Завтра — знаменательный день. Вернее, уже сегодня, учитывая, который сейчас час. Я знаю, что не усну, пока они не придут и мы не отвезем все вместе маму в это место, откуда, если, конечно, не случится чудо, она никогда уже больше не выйдет. Я должен с этим свыкнуться: это последняя мамина ночь дома. В ее доме.

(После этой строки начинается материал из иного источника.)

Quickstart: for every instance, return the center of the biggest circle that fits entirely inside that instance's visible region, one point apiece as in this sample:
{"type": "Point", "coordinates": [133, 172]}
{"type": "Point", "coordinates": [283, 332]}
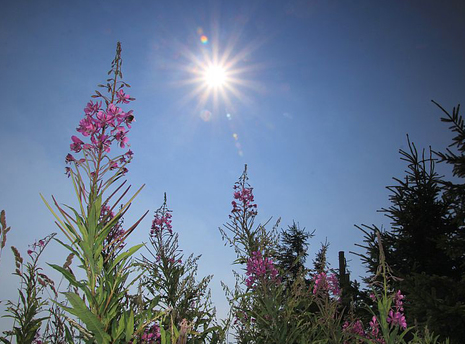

Она тоже не спит, я слышу. Она там, у себя в комнате, бормочет что-то, издает свои странные звуки. Часть ночи она бродила по коридору, раз или два набрасывалась на меня с оскорблениями, но ничего не разбила. Потом, проходя мимо двери гостиной, она спросила меня: «Где мой папа?» Я ответил, что не знаю, и она как ни в чем не бывало продолжила свой путь. Через тридцать-сорок секунд (ровно столько времени нужно, чтобы пройти нога за ногу до конца коридора и обратно) она вернулась и спросила: «Где мой папа?» Я снова ответил, что не знаю, после чего сцена повторилась в точности, по крайней мере, еще раз пятьдесят. Пятьдесят раз она задавала мне одним и тем же тоном один и тот же вопрос: «Где мой папа?», и я пятьдесят раз отвечал ей, что не знаю. Наконец она снова вернулась к себе в комнату.
Звук поворачиваемого в дверном замке ключа заглушает мамино бормотание. Это Робер и Жюльетт, хотя они должны были явиться только к восьми. Сейчас же едва половина седьмого и, судя по их физиономиям, они тоже не спали этой ночью. Что ж, и правда лучше провести эти полтора часа вместе, чем по одиночке. В полном молчании мы завтракаем горячими круассанами, купленными по дороге Робером. Меня удивляет аппетит, с которым мы их уплетаем — семейный завтрак действует на нас благотворно. Это как в детстве, когда вкус варенья заставляет забыть о трудностях грядущего дня.
Покончив с завтраком, мы переглядываемся: пора. Жюльетт надевает вязаную кофту, я облачаюсь в куртку: в тяжелые моменты жизни мне всегда не хватает тепла. Я велю им отнести в машину сумки, а сам иду за мамой.
Тихонько открываю дверь и вижу: мама сидит по-турецки на полу рядом с кроватью, руки у нее сложены полукольцом, одна плотно прижата к другой, и она ими плавно покачивает. Через несколько мгновений я понимаю, что она баюкает некое воображаемое существо. Я делаю шаг вперед, она замечает меня, и взгляд ее загорается радостью:
— Папа, ты пришел!
— Я… Да, я пришел…
— Говори потише, он спит.
— Кто спит?
— Ну, Элвис же!
— А кто это — Элвис? Твой ребеночек?
— Да, нет же, папа! Ничего себе, скажешь тоже, я же еще маленькая, у меня не может быть ребеночка! Элвис — это мой голыш, куколка!
Несколько секунд я молча смотрю на нее. Она выглядит совершенно счастливой и тихо-тихо напевает колыбельную: «Баю-бай, баю-бай, поскорее засыпай…» Она — маленькая девочка, которая играет в куклы у себя в комнате под присмотром своего отца. Я вижу улыбку на ее светящемся от радости лице. Допев колыбельную, она шепчет своему голышу что-то на ухо. Я злюсь на себя за то, что мне придется прервать эти счастливые мгновения.